Continuing the theme of films that are of the season but not seasonal, I watched some thrillers.
On Her Majesty’s Secret Service is the only James Bond film starring George Lazenby as Bond it’s also the only one where the Bond Girl gets 007, albeit with tragic results in the end.
This Bond film has a slower pace than most focusing on the romance Bond and the Contessa Treresa di Vincenzo, Played by Diana Rigg (though that doesn’t stop him from going after every other character in a skirt (other than Bloeeld’s right hand woman Frau Irma Bunt)) After that I’t all about Bond trying to infiltrate Blofeld’s (this time played by Telly Savalis) lair disguised as a genealogist in order to prevent Bloefeld’s latest convoluted blackmail scheme to threaten the world, this time using a bioweapon transported by brainwashed fashion models.
All of this leads to some entertaining action scenes and high speed chases on skis and bobsleds but all in good fun. For the most part this was a nice piece of fluff. I’m not sure completely what I thought of Lazenby as Bond… to a certain extent not being familiar with him had his disguise work on me when he first appears as the genealogist… But otherwise I don’t think I had a problem with him.

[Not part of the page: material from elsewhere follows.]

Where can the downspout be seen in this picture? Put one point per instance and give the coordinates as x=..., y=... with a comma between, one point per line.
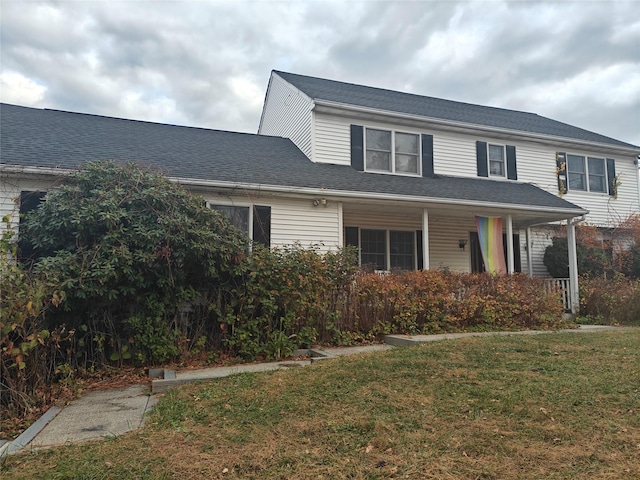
x=574, y=294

I find it interesting the number of films I first heard of in a collection of Mad Magazine Parodies by Jack Davis growing up. So for years all I knew about The French Connection was an exaggerated portrayal of Gene Hackman’s performance of Jimmy “Popeye” Doyle playing up every bit of loudmouthed racism the character has. Mind you the character is no saint and it’s almost a tribute to Hackman’s art that he’s nearly impossible to like.

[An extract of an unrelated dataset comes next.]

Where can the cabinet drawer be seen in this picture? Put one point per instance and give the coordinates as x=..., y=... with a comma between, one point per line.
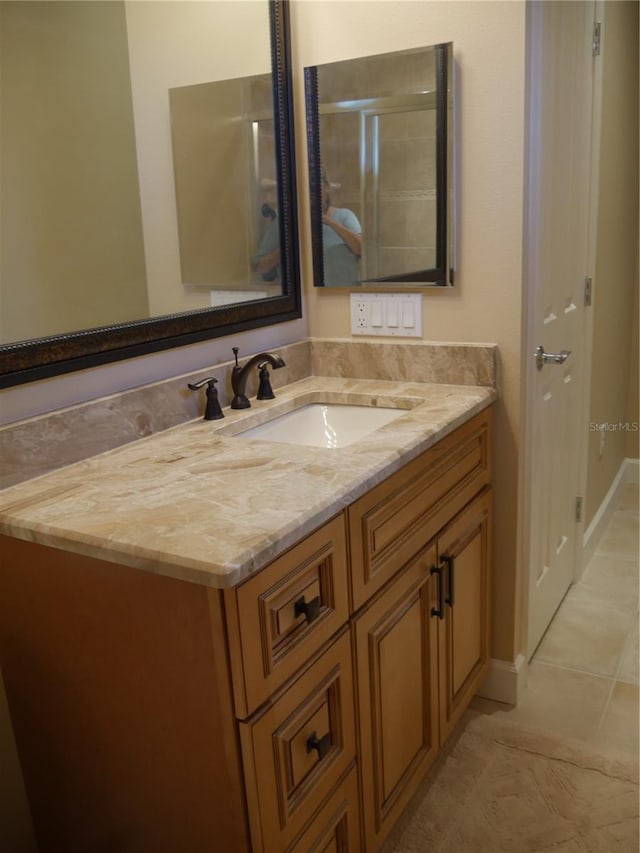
x=284, y=614
x=393, y=521
x=297, y=749
x=336, y=827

Loosely based on a true story about one of the greatest drug busts in American History, the plot starts with Doyle and “Cloudy” Russo played by Roy Schneider stumbling over a huge smuggling operation based in Marseilles France. From there we have them bulldozing their way through the case finally breaking it wide open (even though nearly everyone gets away or off in the end)
This was an incredible film to watch that I seriously doubt could be made today. The Hackman’s Doyle is one of the great antihero’s in American film, bombastic, slovenly,racist but perversely charming. I found myself frequently cringing over some of the things he does as a seventies “cowboy cop” even though he miraculously succeeding by the end of the film.
All in all I found myself fascinated all the way through with it’s wonderful portrayal of the underside of seventies New York contrasted with the old world charm of Marseilles.